Breaking the Loss Limitation of On-chip High-confinement Resonators

TL;DR

This paper demonstrates that by addressing surface roughness, high-confinement silicon nitride on-chip resonators with extremely high quality factors can be achieved, enabling advanced integrated photonic applications.

Contribution

It introduces a systematic approach to overcoming loss limitations in high-confinement Si3N4 resonators, achieving record quality factors and revealing the material absorption limit.

Findings

Achieved Q factors of 37 million and 67 million in Si3N4 ring resonators.

Identified material absorption limit of 0.13 dB/m corresponding to Q of at least 170 million.

Provided a pathway for ultra-low loss, high-confinement integrated photonic devices.

Abstract

On-chip optical resonators have the promise of revolutionizing numerous fields including metrology and sensing; however, their optical losses have always lagged behind their larger discrete resonator counterparts based on crystalline materials and flowable glass.
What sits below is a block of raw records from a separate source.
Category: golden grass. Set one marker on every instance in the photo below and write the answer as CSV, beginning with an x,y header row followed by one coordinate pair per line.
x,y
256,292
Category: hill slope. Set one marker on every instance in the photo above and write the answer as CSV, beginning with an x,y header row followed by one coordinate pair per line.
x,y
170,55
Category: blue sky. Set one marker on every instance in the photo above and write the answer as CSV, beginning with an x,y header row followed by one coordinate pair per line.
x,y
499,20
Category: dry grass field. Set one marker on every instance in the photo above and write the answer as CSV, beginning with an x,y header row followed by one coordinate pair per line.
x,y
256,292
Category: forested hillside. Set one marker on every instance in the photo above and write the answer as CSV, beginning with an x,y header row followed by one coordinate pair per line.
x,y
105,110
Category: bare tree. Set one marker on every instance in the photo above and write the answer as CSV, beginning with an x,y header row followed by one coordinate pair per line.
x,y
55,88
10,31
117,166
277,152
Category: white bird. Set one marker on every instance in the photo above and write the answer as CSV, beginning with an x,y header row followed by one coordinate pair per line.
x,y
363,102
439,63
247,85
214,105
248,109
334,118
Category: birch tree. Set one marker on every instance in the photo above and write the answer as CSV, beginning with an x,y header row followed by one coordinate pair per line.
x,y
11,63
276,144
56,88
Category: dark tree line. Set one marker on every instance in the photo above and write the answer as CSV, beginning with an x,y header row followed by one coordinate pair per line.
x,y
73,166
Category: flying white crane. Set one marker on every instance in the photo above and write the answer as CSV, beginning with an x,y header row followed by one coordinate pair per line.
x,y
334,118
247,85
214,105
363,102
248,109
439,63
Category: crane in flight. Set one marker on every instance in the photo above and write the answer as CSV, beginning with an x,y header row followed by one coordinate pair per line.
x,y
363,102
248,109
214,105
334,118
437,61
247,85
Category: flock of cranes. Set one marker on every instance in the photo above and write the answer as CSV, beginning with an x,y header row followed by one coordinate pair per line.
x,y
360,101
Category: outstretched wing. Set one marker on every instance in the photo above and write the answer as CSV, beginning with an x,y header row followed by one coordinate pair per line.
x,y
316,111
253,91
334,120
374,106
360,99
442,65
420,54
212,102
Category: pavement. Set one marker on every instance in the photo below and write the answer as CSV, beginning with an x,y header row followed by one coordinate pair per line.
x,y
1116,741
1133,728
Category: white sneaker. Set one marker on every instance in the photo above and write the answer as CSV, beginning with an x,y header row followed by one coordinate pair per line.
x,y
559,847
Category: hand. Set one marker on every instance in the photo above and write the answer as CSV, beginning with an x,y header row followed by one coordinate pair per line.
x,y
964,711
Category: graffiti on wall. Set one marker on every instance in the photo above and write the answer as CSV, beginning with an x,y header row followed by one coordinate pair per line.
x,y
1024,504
Silicon nitride (Si3N4) ring resonators open up capabilities for optical routing, frequency comb generation, optical clocks and high precision sensing on an integrated platform. However, simultaneously achieving high quality factor and high confinement in Si3N4 (critical for nonlinear processes for example) remains a challenge. Here, we show that addressing surface roughness enables us to overcome the loss limitations and achieve high-confinement, on-chip ring resonators with a quality factor (Q) of 37 million for a ring with 2.5 {\mu}m width and 67 million for a ring with 10 {\mu}m width. We show a clear systematic path for achieving these high quality factors. Furthermore, we extract the loss limited by the material absorption in our films to be 0.13 dB/m, which corresponds to an absorption limited Q of at least 170 million by comparing two resonators with different degrees of confinement. Our work provides a chip-scale platform for applications such as ultra-low power frequency comb generation, high precision sensing, laser stabilization and sideband resolved optomechanics.